Acad Med. 2018 Aug;93(8):1189-1204. doi: 10.1097/ACM.0000000000002234.
To evaluate validity evidence for internal medicine milestone ratings across programs for three resident cohorts by quantifying "not assessable" ratings; reporting mean longitudinal milestone ratings for individual residents; and correlating medical knowledge ratings across training years with certification examination scores to determine predictive validity of milestone ratings for certification outcomes.
This retrospective study examined milestone ratings for postgraduate year (PGY) 1-3 residents in U.S. internal medicine residency programs. Data sources included milestone ratings, program characteristics, and certification examination scores.

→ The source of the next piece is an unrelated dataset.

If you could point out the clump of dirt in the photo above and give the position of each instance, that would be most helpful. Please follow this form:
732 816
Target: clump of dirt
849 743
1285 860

Among 35,217 participants, there was a decreased percentage with "not assessable" ratings across years: 1,566 (22.5%) PGY1s in 2013-2014 versus 1,219 (16.6%) in 2015-2016 (P = .01), and 342 (5.1%) PGY3s in 2013-2014 versus 177 (2.6%) in 2015-2016 (P = .04). For individual residents with three years of ratings, mean milestone ratings increased from around 3 (behaviors of an early learner or advancing resident) in PGY1 (ranging from a mean of 2.73 to 3.19 across subcompetencies) to around 4 (ready for unsupervised practice) in PGY3 (mean of 4.00 to 4.22 across subcompetencies, P < .001 for all subcompetencies). For each increase of 0.5 units in two medical knowledge (MK1, MK2) subcompetency ratings, the difference in examination scores for PGY3s was 19.5 points for MK1 (P < .001) and 19.0 for MK2 (P < .001).
These findings provide evidence of validity of the milestones by showing how training programs have applied them over time and how milestones predict other training outcomes.
通过量化“不可评估”评分,报告个体住院医师的纵向里程碑平均评分,并将培训年限的医学知识评分与认证考试成绩相关联,以确定里程碑评分对认证结果的预测效度,从而评估三个住院医师群体的内科里程碑评分在各项目间的有效性证据。
本回顾性研究调查了美国内科住院医师培训项目中 PGY1-3 住院医师的里程碑评分。数据来源包括里程碑评分、项目特征和认证考试成绩。
在 35217 名参与者中,各年度“不可评估”评分的比例逐渐降低:2013-2014 年的 PGY1 有 1566 人(22.5%),而 2015-2016 年的有 1219 人(16.6%)(P=0.01);2013-2014 年的 PGY3 有 342 人(5.1%),而 2015-2016 年的有 177 人(2.6%)(P=0.04)。对于有三年评分的个体住院医师,里程碑评分从 PGY1 时的 3 分左右(早期学习者或进步住院医师的行为)(各亚能力的平均评分为 2.73-3.19)增加到 PGY3 时的 4 分左右(准备进行无监督实践)(各亚能力的平均评分为 4.00-4.22,所有亚能力均 P<0.001)。在每个医学知识(MK1、MK2)两个亚能力评分增加 0.5 分的情况下,PGY3 考试成绩的差异为 MK1 为 19.5 分(P<0.001),MK2 为 19.0 分(P<0.001)。
这些发现通过展示培训项目如何随时间应用里程碑以及里程碑如何预测其他培训结果,为里程碑的有效性提供了证据。